A CATRACA É LIVRE, MAS NÃO É A MESMA

*Por Herick Limoni

Não! Definitivamente esse não é um texto contra ou a favor daquela organização que pratica o chamado jornalismo social.

Mas antes e principalmente para adentrar ao assunto central que irei abordar preciso fazer uma confidência: eu também já burlei catraca de ônibus. Digo também porque sei que muitos dos leitores desse texto irão se identificar com o que acabei de confessar e, talvez, somente talvez, lá no fundo de seus inconscientes também irão admitir, não sem certa dose de culpa que também o fizeram– e para os mais experientes, talvez até certa dose de saudosismo.

Na transição entre a minha adolescência e a fase adulta – mais ou menos dos 13 aos 17 anos – eu, como muitos jovens daquela época, trabalhava como office boy, profissão praticamente extinta e substituída pelos atuais motoboys.

Como não andávamos de moto (a vida não era tão fácil como hoje, se bem que a vida dos motoboys não tem nada de fácil), tínhamos de nos contentar em andar de ônibus e, em ocasiões especialíssimas, de táxi. Não havia Uber e nem Cabify. Ao sairmos da empresa para as tarefas do dia, a (o) funcionária (o) responsável nos passava os locais que deveríamos ir, e a quantidade de vales-transportes de acordo com o total de ônibus que seriam necessários para chegar ao destino traçado.

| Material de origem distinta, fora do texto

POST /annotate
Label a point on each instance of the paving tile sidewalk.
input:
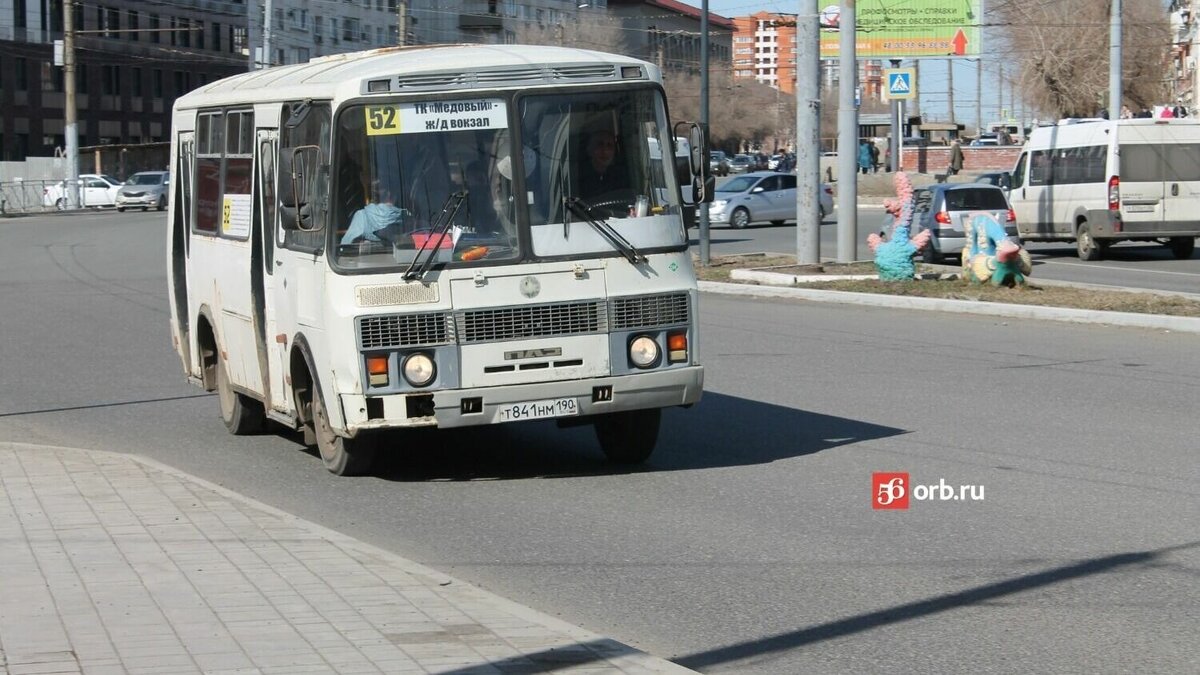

Para você, leitor da geração Z, talvez seja necessária uma explicação: vale-transporte era um pequeno pedaço de papel, com cerca de seis centímetros de comprimento por três centímetros de largura, que lhe possibilitava utilizar o transporte coletivo sem utilizar dinheiro. Era confeccionado em várias cores e valores, e cada qual era utilizado em sua respectiva linha. Assim como o office boy, não existe mais. Foi substituído por cartões.

Retomando o raciocínio, naquela época as passagens custavam entre 0,20 e 0,35 centavos de real. Isso há mais ou menos 25 anos. Levando-se em consideração que o tíquete médio das passagens de ônibus gira hoje em torno dos R$ 4,00, temos, nesse tempo, uma variação de quase 1500%. Parece pouco, mas em vista da qualidade do serviço prestado, chega a ser um absurdo.

Além de servir para pagar a passagem, o vale-transporte também era utilizado para muitas outras coisas, sendo sua segunda função primordial a aquisição de produtos nas lojas, lanchonetes e barracas de ambulantes. Além de pacotes de salgadinho e pipoca, invariavelmente eu os utilizava para alimentar o vício no cigarro, recém adquirido e que, graças ao bom Deus, consegui me livrar 16 anos depois. Mas para isso era preciso burlar o cobrador e a catraca dos ônibus. E aí entra um pouco da magia daqueles tempos.

Àquela época, embarcávamos nos ônibus pela porta traseira, e o cobrador ficava bem próximo a essa porta. Como quem não queria nada, eu me sentava na parte de trás e ali permanecia, até que, ao chegar ao ponto de desembarque desejado, esperava a porta se abrir para a entrada de outros passageiros e zapt. Como um jovem Usain Bolt tupiniquim, disparava porta afora e saía em desabalada carreira para economizar aquilo que, instantes depois, iria me render pelo menos três cigarros avulsos ou dois sacos de pipoca. Não eram raras as vezes em que, no ponto desejado, não havia passageiro para embarcar e, invariavelmente, eu tinha de desembarcar alguns pontos depois. Não importava. Com a energia peculiar da juventude, valia o esforço de caminhar alguns quarteirões a troco de uns poucos centavos.

Ao me recordar disso agora lembro perfeitamente da adrenalina que toda essa “operação” gerava. Era como se estivesse prestes a cometer um crime (ainda que soubesse que aquilo era, de fato, ilegal). O coração disparava, a boca ficava seca e as pernas tremiam só de imaginar em ser pego pelo cobrador e, pior, se aquela traquinagem chegasse ao conhecimento de nossos. Seria o fim!

Hoje, o embarque é realizado pela porta dianteira, onde também fica o cobrador. Em um espaço reduzido, em que os assentos são reservados para idosos, gestantes e deficientes, não é raro observar uma multidão que ali se espreme com o único fim de burlar a catraca. Por vezes, há mais passageiros naquela parte do que no restante do ônibus. Todos ali, objetivando economizar alguns reais pelos mais diversos motivos. E os motoristas e cobradores, cuja “autoridade” também se perdeu no tempo, tal qual a de muitos pais e professores, nada podem fazer, a não ser abrir a porta e deixar que desçam sem pagar a passagem.

Todos, ao fim e ao cabo, somos burladores de catraca, não importa a época. Com a diferença crucial de que burlar a catraca hoje não tem o glamour, o romantismo e a adrenalina de outrora. Bons tempos!